Josh Shapiro, 3L Law, asked Labeau to compel the Daily to publish his and Aarenau’s letter on Oct. 7.
“[The Daily] has effectively refused to publish our piece,” Shapiro wrote in an email to the Provost. “We believe that we are being ignored due to the content of our letter, in violation of […] the Memorandum of Agreement [(MOA)] between McGill and the Daily.”
The Daily Publication Society (DPS), which manages both the Daily and Le Délit, maintains a MOA with McGill University that allows the two papers to operate on campus. Section 10.2 of the document compels the DPS to publish letters sent by students, even if the letter does not conform with the opinions of the editorial team. After Shapiro sent his email, Labeau met with the chair of the DPS; soon after, the Daily reached out to Shapiro with an offer to publish the letter on Nov. 4.
“On Oct. 22, [the Provost] wrote [to] us [and] we were pleased with his actions,” Shapiro wrote in a message to the Tribune. “[The letter] was not edited. That being said […], the manner in which they published the letter [was undesirable].”
Aarenau took issue with the format in which the letter was published, and the letter was prefaced by a response from the Daily’s editorial board.
“They wrote a response […] which mischaracterized our arguments, defamed our characters, engaged in tokenism, and outright encouraged their readers not to read our letter, apologizing for its existence!” Aarenau wrote.
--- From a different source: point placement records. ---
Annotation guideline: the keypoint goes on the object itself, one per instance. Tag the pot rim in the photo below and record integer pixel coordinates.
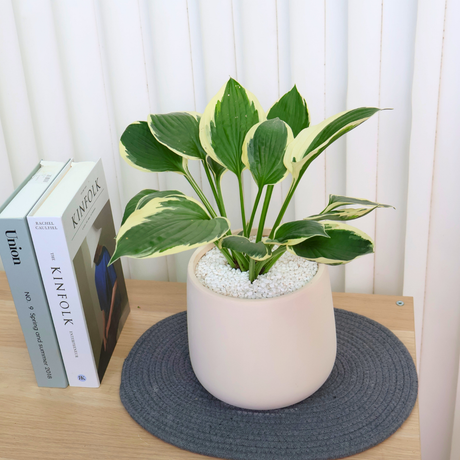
(199, 253)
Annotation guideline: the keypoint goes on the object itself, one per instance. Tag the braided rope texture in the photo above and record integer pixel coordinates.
(371, 391)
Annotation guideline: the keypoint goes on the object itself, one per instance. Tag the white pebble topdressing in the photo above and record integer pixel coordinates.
(289, 273)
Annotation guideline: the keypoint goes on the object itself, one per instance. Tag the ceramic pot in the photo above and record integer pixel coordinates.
(261, 353)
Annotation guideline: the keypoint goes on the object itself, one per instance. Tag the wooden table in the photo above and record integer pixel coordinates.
(83, 423)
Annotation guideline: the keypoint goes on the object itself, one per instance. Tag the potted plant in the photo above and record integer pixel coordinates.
(252, 353)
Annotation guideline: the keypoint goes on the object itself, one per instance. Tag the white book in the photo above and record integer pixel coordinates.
(74, 237)
(22, 271)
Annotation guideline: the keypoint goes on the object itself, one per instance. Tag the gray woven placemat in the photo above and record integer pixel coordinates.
(370, 392)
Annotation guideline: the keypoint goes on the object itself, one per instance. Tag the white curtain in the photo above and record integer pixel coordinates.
(73, 75)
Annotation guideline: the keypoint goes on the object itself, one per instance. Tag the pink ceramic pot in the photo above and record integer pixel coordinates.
(261, 354)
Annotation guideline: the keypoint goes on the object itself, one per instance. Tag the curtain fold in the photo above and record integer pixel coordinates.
(75, 74)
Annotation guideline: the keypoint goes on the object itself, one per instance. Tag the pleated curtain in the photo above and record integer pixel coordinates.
(73, 75)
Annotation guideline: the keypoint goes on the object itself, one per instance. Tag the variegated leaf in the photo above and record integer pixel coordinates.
(292, 233)
(257, 251)
(345, 243)
(140, 149)
(263, 151)
(226, 121)
(292, 109)
(157, 194)
(335, 201)
(132, 203)
(179, 131)
(167, 225)
(313, 140)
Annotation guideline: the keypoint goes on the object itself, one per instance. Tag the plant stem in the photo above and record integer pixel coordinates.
(221, 198)
(198, 191)
(226, 255)
(252, 270)
(242, 262)
(287, 200)
(213, 188)
(211, 211)
(263, 214)
(254, 209)
(267, 264)
(243, 214)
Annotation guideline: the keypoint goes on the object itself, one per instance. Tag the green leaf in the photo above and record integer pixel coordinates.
(167, 225)
(132, 203)
(343, 214)
(345, 243)
(335, 201)
(263, 151)
(226, 121)
(179, 131)
(140, 149)
(257, 251)
(292, 109)
(216, 168)
(145, 199)
(292, 233)
(309, 144)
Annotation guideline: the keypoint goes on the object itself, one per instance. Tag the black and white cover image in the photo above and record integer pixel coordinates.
(74, 237)
(102, 288)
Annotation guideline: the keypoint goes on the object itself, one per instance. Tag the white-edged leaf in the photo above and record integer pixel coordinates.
(292, 109)
(132, 203)
(225, 122)
(257, 251)
(263, 151)
(167, 225)
(345, 243)
(335, 201)
(179, 131)
(216, 168)
(140, 149)
(292, 233)
(315, 139)
(342, 214)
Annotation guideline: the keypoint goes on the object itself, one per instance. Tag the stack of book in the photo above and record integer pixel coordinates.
(56, 239)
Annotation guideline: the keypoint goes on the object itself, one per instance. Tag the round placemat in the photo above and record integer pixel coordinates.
(370, 392)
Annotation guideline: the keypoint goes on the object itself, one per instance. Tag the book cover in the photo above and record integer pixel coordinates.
(23, 274)
(74, 236)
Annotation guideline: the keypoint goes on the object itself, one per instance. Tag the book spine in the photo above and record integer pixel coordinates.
(22, 271)
(64, 300)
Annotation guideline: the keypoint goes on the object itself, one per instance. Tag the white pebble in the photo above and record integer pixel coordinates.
(289, 273)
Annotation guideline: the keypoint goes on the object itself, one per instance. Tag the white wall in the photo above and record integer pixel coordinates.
(75, 74)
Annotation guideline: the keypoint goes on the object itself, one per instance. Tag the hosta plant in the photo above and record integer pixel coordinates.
(233, 134)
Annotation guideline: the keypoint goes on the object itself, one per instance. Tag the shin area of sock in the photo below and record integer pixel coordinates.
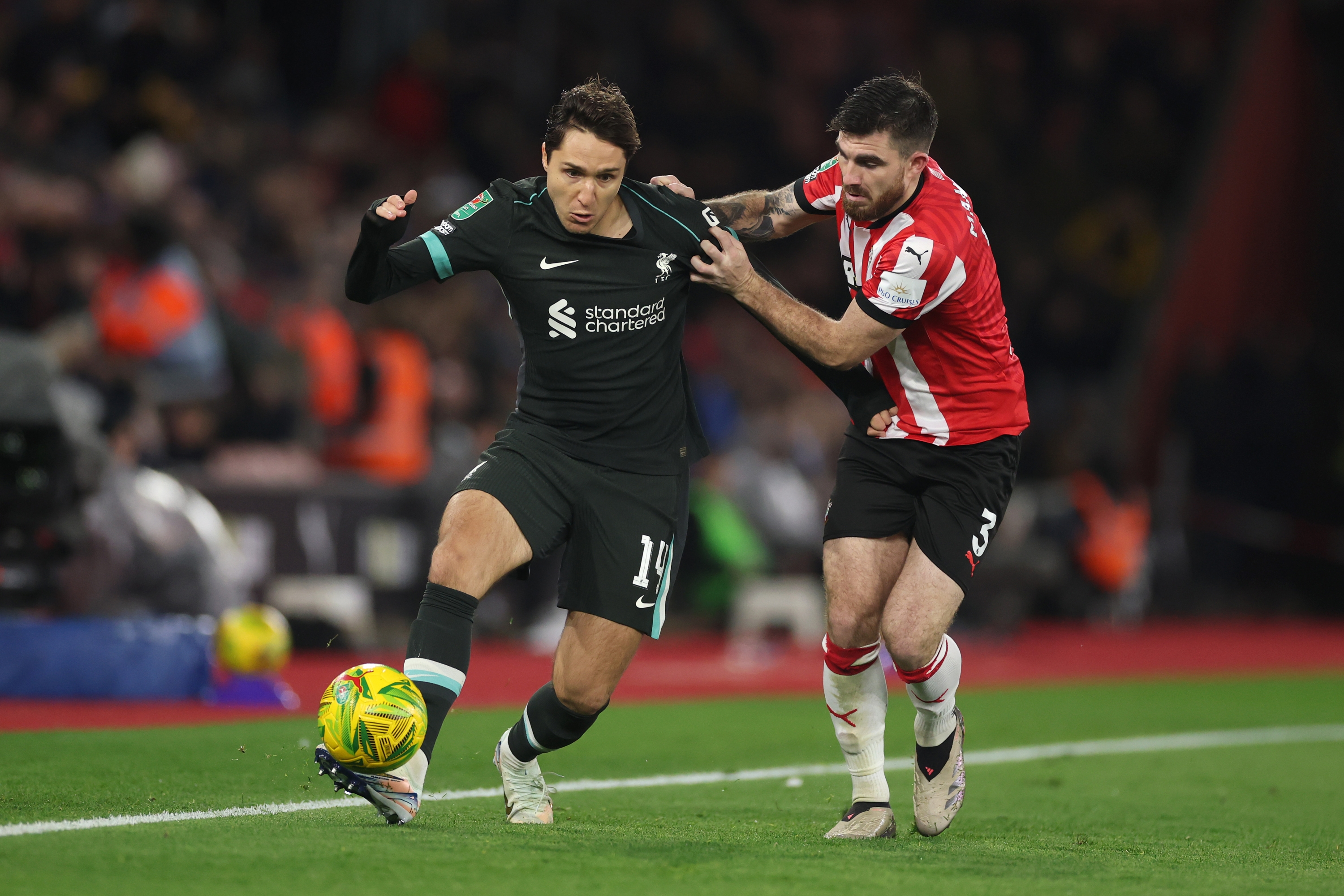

In print, Aarenau’s letter was opposite a copy of the Daily’s response which was printed in larger font; the letter itself is also hidden from the publication’s home page on their website. The response claims that Labeau had threatened to enter into arbitration with the DPS for breaking their MOA, which would have the potential to jeopardize the future of both publications.
The response also cites the DPS’s Letters Policy, which guides the Daily and Le Délit in publishing letters from students. The policy states that editors have the authority to reject letters whose content is racially or ethnically prejudiced. According to a representative from Independent Jewish Voices (IJV) McGill, the Daily’s response to the letter is justified.
“The Daily was in no way being antisemitic in their initial definition of Zionism nor in their response to the letter,” the IJV McGill representative wrote in an email to the Tribune. “I do agree [with the Daily] that the letter is harmful in the way that it [omits] to the point of gaslighting the systematic oppression and ethnic cleansing of Palestinians crucial to the Zionist project.”
The reprsentative also spoke on how IJV McGill and McGill Students in Solidary for Palestinian Human Rights (SPHR) both contributed to editing the Daily’s response.
“A member of IJV McGill told The McGill Daily to delete a paragraph that IJV members found lacked nuance in its description of Zionism,” the representative wrote. “They felt [that] it was important to do this because […] some members of IJV McGill [were] concerned that the Daily’s response could provide more fodder for claims that criticism of Israel and anti-Zionism are antisemitic, inspiring backlash for IJV and SPHR and threatening their work on campus.”
Aarenau remains unsatisfied with the Daily’s response and conduct with regards to his letter.
“I don’t know in what universe we allow people to shout over a minority group like this, where they try to [say] to Jews: […] ‘Actually, you’re wrong about what the movement for your own liberation is, let us educate you,” Aarenau wrote. “It’s blasphemous.”
Neither Labeau nor a member of the DPS responded to a request for comment.